# Mandatory Challenge
## Context
You work in the data analysis team of a very important company. On Monday, the company shares some good news with you: you just got hired by a major retail company! So, let's get prepared for a huge amount of work!

Then you get to work with your team and define the following tasks to perform:   
1. You need to start your analysis using data from the past.  
2. You need to define a process that takes your daily data as an input and integrates it.  
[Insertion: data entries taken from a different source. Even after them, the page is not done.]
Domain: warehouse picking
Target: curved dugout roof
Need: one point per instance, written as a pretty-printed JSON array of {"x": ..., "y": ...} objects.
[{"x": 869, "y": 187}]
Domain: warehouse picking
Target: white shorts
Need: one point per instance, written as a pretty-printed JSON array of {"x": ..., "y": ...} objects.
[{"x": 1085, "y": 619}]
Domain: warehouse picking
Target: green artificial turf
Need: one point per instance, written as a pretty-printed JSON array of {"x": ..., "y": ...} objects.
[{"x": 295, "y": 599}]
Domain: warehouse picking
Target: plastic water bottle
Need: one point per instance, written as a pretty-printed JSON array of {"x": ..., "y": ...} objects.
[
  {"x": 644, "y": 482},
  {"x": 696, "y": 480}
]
You are in charge of the second part, so you are provided with a sample file that you will have to read daily. To complete you task, you need the following aggregates:
* One aggregate per store that adds up the rest of the values.
* One aggregate per item that adds up the rest of the values.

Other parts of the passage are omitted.